Top 5 Recommendation Engines
Salesvision uses deep fashion tagging. Each product goes through a computer vision e-commerce algorithm. The input is a single outfit image, and the output includes product tags. Once the entire catalog goes through deep tagging, the possibilities are endless. Some cool features include:
- Visual search (uploading a photo of an outfit instead of filtering)
- Recommendations based on item similarity, matching, and customer behavior insight
- Automatic generation of SEO-friendly product description
Recolize is a personalized e-commerce recommendation platform. They offer two plugins: for Magento and WordPress. With Recolize, e-commerce owners can curate their blog content based on customer behavior insight.

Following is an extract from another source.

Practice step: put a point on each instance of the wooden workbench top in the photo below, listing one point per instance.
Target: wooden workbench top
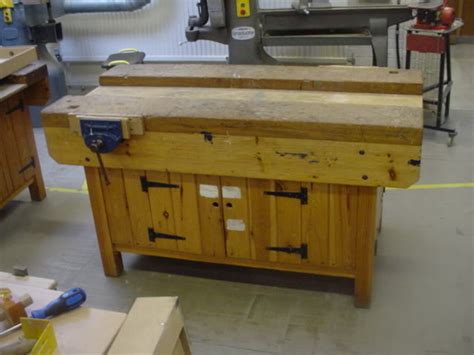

Barilliance optimized product searches with useful features like auto-fill and detailed filters. E-commerce owners can use Barilliance in many ways. The most popular feature is sending notifications and newsletters to customers. Barilliance takes their interest into account to personalize the emails.
Magevolve offers a Magento plugin, and they’ve been in the industry for quite a while. It provides catalog synchronization, administrator control, and smart product recommendations.
Vue.ai is an amazing example of how to use AI and Computer Vision in e-commerce. They offer product tagging, personalization, personalized emails, AI styling assistants, and much more.
The pandemic has affected retailers and consumers alike. As a result, stores started switching to the digital world. However, they discovered it’s not as straightforward as for brick-and-mortar shops. So online store owners started using AI to enhance the experience of their sites’ visitors. Today, all significant retailers have an e-commerce recommendation platform installed.
Recommendation engines in e-commerce take advantage of user data and habits. They generate product suggestions that might interest the customer. Consequently, these suggestions persuade site visitors to order extra items in the store and increase cart size. Relevant suggestions help customers discover products they would have skipped otherwise. There are different types of e-commerce recommendation platforms. The reason is that they are useful for various types of online stores.
Product suggestions are not the only use of AI in e-commerce. Deep fashion tagging powers useful features. For example, visual searches and automated product descriptions. But, it’s most important use case is understanding how fashion products match.